The :require clause corresponds to the require function which specifies one or more namespaces to load that this namespace depends on. For each namespace, require can do several things:

  • Load (or reload) the namespace

  • Optionally assign an alias that can be used to refer to vars from the loaded namespace only in the scope of this namespace

  • Optionally refer vars from the loaded namespace for use by unqualified name in this namespace

The last two parts are all about making names easier to use. While vars can always be referred to by their fully-qualified name, we rarely want to type fully-qualified names in our code. Aliases let us use shorter versions of longer fully-qualified aliases. Refer allows us to use names without a namespace qualifier at all.

In require, namespaces most commonly take one of four forms:

  • clojure.set - just loads clojure.set namespace (if not already loaded)
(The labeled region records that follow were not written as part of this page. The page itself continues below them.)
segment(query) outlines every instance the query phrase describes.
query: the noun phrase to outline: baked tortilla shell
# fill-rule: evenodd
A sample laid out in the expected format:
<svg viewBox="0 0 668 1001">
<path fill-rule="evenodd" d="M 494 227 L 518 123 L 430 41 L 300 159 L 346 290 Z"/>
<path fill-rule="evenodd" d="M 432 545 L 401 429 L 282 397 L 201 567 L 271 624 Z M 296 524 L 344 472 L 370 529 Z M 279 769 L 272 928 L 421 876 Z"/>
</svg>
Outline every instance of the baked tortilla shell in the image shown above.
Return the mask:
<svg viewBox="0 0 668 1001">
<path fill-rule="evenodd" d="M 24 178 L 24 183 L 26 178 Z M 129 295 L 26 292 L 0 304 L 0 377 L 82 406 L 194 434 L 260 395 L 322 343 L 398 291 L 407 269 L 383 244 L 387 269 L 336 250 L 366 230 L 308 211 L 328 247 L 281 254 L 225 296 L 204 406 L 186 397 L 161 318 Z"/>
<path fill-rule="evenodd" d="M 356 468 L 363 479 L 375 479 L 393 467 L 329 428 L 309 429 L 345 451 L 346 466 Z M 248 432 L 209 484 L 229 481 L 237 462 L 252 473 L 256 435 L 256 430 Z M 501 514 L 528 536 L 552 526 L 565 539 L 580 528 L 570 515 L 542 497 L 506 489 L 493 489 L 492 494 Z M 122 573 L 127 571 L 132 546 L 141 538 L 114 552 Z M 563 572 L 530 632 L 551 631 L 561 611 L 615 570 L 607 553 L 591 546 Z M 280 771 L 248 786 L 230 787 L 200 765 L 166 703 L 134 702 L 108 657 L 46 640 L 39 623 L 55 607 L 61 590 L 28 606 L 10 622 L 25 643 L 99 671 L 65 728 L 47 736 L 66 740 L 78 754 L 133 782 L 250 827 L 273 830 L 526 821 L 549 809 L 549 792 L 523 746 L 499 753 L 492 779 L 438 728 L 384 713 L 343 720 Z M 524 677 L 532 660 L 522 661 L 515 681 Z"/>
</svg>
  • [clojure.set :as set] - load and create an alias set for the namespace clojure.set

    • This allows you to refer to vars in set with for example set/union instead of clojure.set/union

  • [clojure.set :refer [union intersection]] - load and refer specific vars into this namespace

    • This allows you to use just union instead of clojure.set/union

  • [company.application.component.user :as-alias user] - create an alias user for the namespace company.application.component.user without loading the namespace

    • Typically, when using :as-alias, the namespace is being used as a qualifier but is not a loadable namespace

    • This allows you to use a shorthand for a namespace qualifier, e.g. when creating maps: {::user/id 1}, registering specs: (s/def ::user/id int?) or destructuring: (defn find-by-id [{::user/keys [id]}] ,,,)

Java classes and imports

In addition to vars, Clojure also provides support for Java interop and access to Java classes, which live in packages. Java classes can always be referred to using their fully-qualified class name, such as java.util.Date.

The ns macro also imports the classes in the java.lang package so that they can be used as just the class name, rather than the fully-qualified class name. For example, just String rather than java.lang.String.

Similar to :refer, the ns macro has an :import clause (that is supported by the import macro) that lets you import other classes so they can be used with unqualified names:

(ns com.some-example.my-app2
  (:import
    [java.util Date UUID]
	[java.io File]))

This example imports the Date and UUID class from the java.util package and the File class from the java.io package.